Après y’avait Fred à la batterie, sauf qu’on avait pas de batterie. Le seul qui avait une batterie était ce pouilleux de Peter. Ses vieux étaient pétés de thunes et il avait eu sa batterie sans même la demander. Il devait donc logiquement devenir notre pote. Pour le bien du groupe. Alors l’équipée sauvage, c’était nous. Sauf qu’on était pas sauvage, qu’on connaissait que dalle à la musique et qu’on était tous des branleurs pas foutus de s’bouger le cul. La plupart du temps, on finissait dans la cave d’Adolph, qui était devenu notre QG ; la cave hein, pas Adolph. Alors il a bien fallu s’y mettre et les vieux d’Adolph faisait autant de bruit que nous quand ils s’y mettaient aussi.

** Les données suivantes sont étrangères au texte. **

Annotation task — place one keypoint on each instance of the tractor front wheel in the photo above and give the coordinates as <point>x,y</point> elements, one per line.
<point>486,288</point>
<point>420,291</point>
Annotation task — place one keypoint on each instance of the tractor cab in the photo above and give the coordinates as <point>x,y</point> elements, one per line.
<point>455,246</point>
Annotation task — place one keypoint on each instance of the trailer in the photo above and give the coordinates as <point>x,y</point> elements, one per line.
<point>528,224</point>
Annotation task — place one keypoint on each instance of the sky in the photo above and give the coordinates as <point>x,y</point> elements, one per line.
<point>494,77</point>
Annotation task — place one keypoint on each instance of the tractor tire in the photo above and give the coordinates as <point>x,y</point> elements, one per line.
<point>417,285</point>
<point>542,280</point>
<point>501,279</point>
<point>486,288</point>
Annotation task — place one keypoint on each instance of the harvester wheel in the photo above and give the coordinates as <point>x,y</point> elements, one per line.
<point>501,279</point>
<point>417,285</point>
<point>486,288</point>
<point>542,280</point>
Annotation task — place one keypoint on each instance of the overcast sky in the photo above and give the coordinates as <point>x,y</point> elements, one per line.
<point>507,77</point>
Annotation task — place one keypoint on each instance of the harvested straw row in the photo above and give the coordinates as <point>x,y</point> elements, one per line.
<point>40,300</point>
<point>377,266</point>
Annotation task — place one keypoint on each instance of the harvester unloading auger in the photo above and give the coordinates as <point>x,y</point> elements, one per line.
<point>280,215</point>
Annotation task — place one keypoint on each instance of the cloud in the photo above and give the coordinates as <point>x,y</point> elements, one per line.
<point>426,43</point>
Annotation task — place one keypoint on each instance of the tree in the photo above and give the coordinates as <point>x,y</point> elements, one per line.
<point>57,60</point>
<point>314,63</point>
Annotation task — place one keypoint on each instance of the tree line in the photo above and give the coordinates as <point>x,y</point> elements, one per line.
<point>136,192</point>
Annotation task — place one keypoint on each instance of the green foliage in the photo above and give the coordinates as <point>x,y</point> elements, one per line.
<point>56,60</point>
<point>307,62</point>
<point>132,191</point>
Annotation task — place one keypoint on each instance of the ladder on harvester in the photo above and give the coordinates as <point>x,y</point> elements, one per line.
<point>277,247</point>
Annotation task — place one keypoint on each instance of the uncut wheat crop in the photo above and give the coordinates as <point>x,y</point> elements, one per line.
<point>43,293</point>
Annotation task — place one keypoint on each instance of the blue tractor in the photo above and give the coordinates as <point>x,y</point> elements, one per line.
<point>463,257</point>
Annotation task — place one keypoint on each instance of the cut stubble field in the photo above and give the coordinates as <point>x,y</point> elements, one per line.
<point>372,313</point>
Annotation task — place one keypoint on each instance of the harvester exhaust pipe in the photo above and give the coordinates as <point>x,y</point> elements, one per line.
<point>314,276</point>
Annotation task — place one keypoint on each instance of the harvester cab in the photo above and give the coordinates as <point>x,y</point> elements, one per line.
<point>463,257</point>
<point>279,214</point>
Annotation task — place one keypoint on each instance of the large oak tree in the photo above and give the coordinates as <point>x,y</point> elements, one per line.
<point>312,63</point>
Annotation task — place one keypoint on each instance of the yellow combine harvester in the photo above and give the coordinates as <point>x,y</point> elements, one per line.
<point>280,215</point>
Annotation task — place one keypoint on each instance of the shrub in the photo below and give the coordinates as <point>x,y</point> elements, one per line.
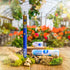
<point>56,61</point>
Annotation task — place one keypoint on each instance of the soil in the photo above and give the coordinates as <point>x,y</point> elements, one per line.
<point>64,52</point>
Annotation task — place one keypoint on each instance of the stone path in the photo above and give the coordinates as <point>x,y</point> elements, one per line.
<point>64,52</point>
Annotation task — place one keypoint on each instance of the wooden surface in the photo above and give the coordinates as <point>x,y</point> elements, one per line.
<point>64,52</point>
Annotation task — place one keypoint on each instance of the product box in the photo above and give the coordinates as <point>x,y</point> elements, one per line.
<point>37,44</point>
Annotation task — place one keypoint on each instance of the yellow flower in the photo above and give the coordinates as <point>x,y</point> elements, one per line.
<point>64,12</point>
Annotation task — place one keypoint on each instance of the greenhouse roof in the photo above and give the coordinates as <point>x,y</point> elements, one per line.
<point>46,8</point>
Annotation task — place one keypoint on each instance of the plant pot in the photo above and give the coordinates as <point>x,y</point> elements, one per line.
<point>44,44</point>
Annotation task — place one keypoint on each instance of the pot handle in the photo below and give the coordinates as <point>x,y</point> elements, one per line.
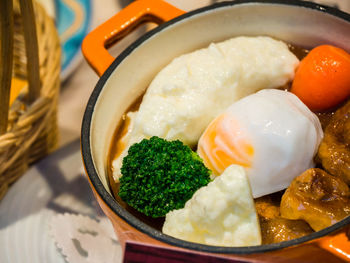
<point>95,44</point>
<point>338,243</point>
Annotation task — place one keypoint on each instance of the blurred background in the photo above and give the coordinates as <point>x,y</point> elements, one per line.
<point>55,186</point>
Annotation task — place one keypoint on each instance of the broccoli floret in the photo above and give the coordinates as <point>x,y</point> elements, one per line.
<point>159,176</point>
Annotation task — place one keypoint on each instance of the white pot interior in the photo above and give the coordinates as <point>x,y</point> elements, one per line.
<point>297,25</point>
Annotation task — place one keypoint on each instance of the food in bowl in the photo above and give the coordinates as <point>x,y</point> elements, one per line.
<point>161,113</point>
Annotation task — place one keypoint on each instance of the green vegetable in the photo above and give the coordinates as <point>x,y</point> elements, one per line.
<point>159,176</point>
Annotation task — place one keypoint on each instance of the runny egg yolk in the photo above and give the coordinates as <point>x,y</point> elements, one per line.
<point>225,142</point>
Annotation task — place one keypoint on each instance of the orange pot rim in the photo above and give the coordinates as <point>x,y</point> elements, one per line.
<point>109,200</point>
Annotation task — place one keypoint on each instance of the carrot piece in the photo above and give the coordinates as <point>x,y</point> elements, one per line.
<point>322,79</point>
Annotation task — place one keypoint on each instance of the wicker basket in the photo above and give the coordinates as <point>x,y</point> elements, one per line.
<point>32,130</point>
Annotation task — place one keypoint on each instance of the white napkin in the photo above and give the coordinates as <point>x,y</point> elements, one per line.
<point>81,239</point>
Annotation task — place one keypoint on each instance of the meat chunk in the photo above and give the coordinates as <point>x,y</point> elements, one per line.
<point>334,150</point>
<point>274,228</point>
<point>316,197</point>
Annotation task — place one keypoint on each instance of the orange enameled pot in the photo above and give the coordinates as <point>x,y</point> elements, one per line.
<point>125,78</point>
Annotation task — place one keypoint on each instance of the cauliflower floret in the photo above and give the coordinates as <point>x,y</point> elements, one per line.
<point>219,214</point>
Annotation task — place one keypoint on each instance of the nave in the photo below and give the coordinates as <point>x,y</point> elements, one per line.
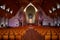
<point>30,32</point>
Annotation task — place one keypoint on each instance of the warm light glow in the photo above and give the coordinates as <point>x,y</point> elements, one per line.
<point>58,6</point>
<point>8,9</point>
<point>3,7</point>
<point>53,9</point>
<point>50,11</point>
<point>11,11</point>
<point>30,4</point>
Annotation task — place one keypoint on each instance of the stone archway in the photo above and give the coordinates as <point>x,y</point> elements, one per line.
<point>30,11</point>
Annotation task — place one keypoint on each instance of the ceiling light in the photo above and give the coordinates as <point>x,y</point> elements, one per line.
<point>50,11</point>
<point>58,6</point>
<point>2,7</point>
<point>11,11</point>
<point>53,9</point>
<point>8,9</point>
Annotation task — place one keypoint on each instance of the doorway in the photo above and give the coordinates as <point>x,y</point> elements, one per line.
<point>30,14</point>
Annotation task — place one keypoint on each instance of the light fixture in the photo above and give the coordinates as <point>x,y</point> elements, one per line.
<point>3,7</point>
<point>53,9</point>
<point>11,11</point>
<point>50,11</point>
<point>58,6</point>
<point>8,9</point>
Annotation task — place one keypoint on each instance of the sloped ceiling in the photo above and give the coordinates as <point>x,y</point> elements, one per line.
<point>15,5</point>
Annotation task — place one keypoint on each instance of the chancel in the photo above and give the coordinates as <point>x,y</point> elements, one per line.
<point>29,19</point>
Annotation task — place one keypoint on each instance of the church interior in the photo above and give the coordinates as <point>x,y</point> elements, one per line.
<point>29,19</point>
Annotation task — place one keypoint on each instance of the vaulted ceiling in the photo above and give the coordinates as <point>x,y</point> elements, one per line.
<point>15,5</point>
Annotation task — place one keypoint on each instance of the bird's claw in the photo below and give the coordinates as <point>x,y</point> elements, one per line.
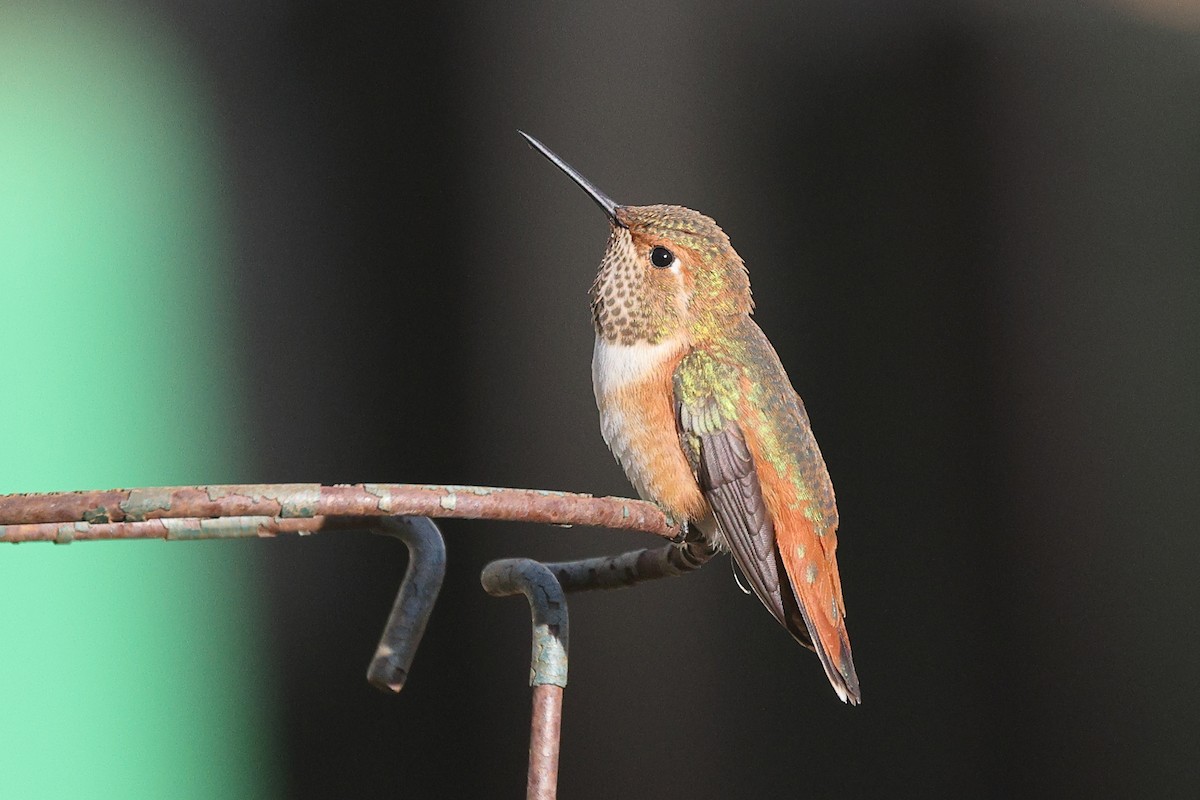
<point>684,534</point>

J’me disais qu’on s’en sortirait jamais, que j’allais crever puceau et que j’allais sans doute me racheter dans une autre vie. On a mis la musique à fond et on a bu bière sur bière. Fred est le premier à avoir vomis. Une flaque immense. Il voulait aller aux chiottes mais Adoplh flippait que ses vieux nous captent en train de picoler. Puis il a craché son paquet aussi. Et j’ai suivi dans la foulée. On est pote ou on l’est pas.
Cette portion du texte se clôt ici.